In 2014, Valentino sales totaled 664 million euros, or $883.1 million, and chief executive officer Stefano Sassi said in September last year that he was expecting to hit sales of one billion euros, or $1.1 billion, by the end of 2015.
The allegations involve the Marzotto family’s association with the sale of the Valentino Fashion Group to private equity fund Permira in May 2007 for more than 782 million euros. According to the indictment, taxes on the profit derived from the transaction were never paid in Italy.
Mereu said she “had a hard time finding objective traces” of Matteo Marzotto and his sister Diamante Marzotto linked to International Capital Growth, which the Italian tax police believe is a fictitious entity based in Luxembourg and managed in Milan, and allegedly created for the purpose of selling 29.9 percent of VFG. The siblings were indicted with other defendants for alleged omission of earnings declaration and tax evasion.
“Matteo Marzotto is totally absent from ICG, there are no signatures, no mails. The only episode is a letter from Nov. 28, 2006, from the administrator of ICG chastising Matteo about speaking up against the sale, urging him to avoid expressing his thoughts and reminding him that only the administrators were allowed to speak for ICG,” the lawyer said.

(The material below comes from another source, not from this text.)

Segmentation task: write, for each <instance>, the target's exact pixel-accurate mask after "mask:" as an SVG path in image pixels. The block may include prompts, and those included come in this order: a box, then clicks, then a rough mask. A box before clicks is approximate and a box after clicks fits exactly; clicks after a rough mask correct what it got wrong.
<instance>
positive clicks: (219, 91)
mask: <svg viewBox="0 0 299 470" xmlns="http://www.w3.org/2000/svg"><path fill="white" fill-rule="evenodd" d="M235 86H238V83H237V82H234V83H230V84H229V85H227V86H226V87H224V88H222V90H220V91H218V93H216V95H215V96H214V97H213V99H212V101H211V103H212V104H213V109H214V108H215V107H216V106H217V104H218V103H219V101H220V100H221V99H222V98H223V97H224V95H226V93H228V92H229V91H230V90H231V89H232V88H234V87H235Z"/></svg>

Mereu, speaking in response to prosecutor Gaetano Ruta’s remarks made in January, claimed his accusations came from “unfounded deductions” and an “alternative reconstruction of the issue.”
Her colleague Paolo Dé Capitani said Ruta “provided no proof” that ICG was a fictitious entity, “taking it as a given.” Mereu remarked that it was “perfectly legitimate to set ICG in Luxembourg. The law says it’s legitimate also with the goal of pursuing a tax saving.”
In any case, she said, ICG was an existing vehicle that Valentino shareholders Umberto Marzotto and Andrea Donà Dalle Rose suggested using, she added. “Matteo enters at a later date. He had a passive role and there was no predetermination.”
Before the sale, Matteo Marzotto “felt protected” by the shareholders’ pact and ICG to contrast a takeover, for example, by former VFG chairman Antonio Favrin and shareholder Dario Segre through their vehicle Canova. The shareholders’ pact was inked precisely to avoid a sale, not for the purpose of tax evasion, said Mereu, adding that the Marzottos’ profits from the sale were channeled into Mediobanca’s Spafid, an Italian trust, which is “transparent” and is an Italian taxable entity.
Mereu underscored the “absence of contribution from either sibling” to the sale. Matteo Marzotto, for one, was in Rome negotiating the exit of founder Valentino Garavani and at the Cannes Film Festival during crucial days of the sale.
She also said there was “no proof beyond reasonable doubt” of any predetermined agreement between the subjects to avoid Italy’s tax rate. Once again, the lawyers quoted the sentence that acquitted Domenico Dolce and Stefano Gabbana of tax evasion.
At the end of last year, the defendants’ lawyers had requested the judge to acquit their clients, contending there was no case to answer. Ruta was seeking one year and four months in prison for the Marzottos and defendant Massimo Caputi.
The next hearing, with additional remarks from the defendants’ lawyers, is scheduled for Feb. 17 and could result in Judge Orsola De Cristofaro’s verdict.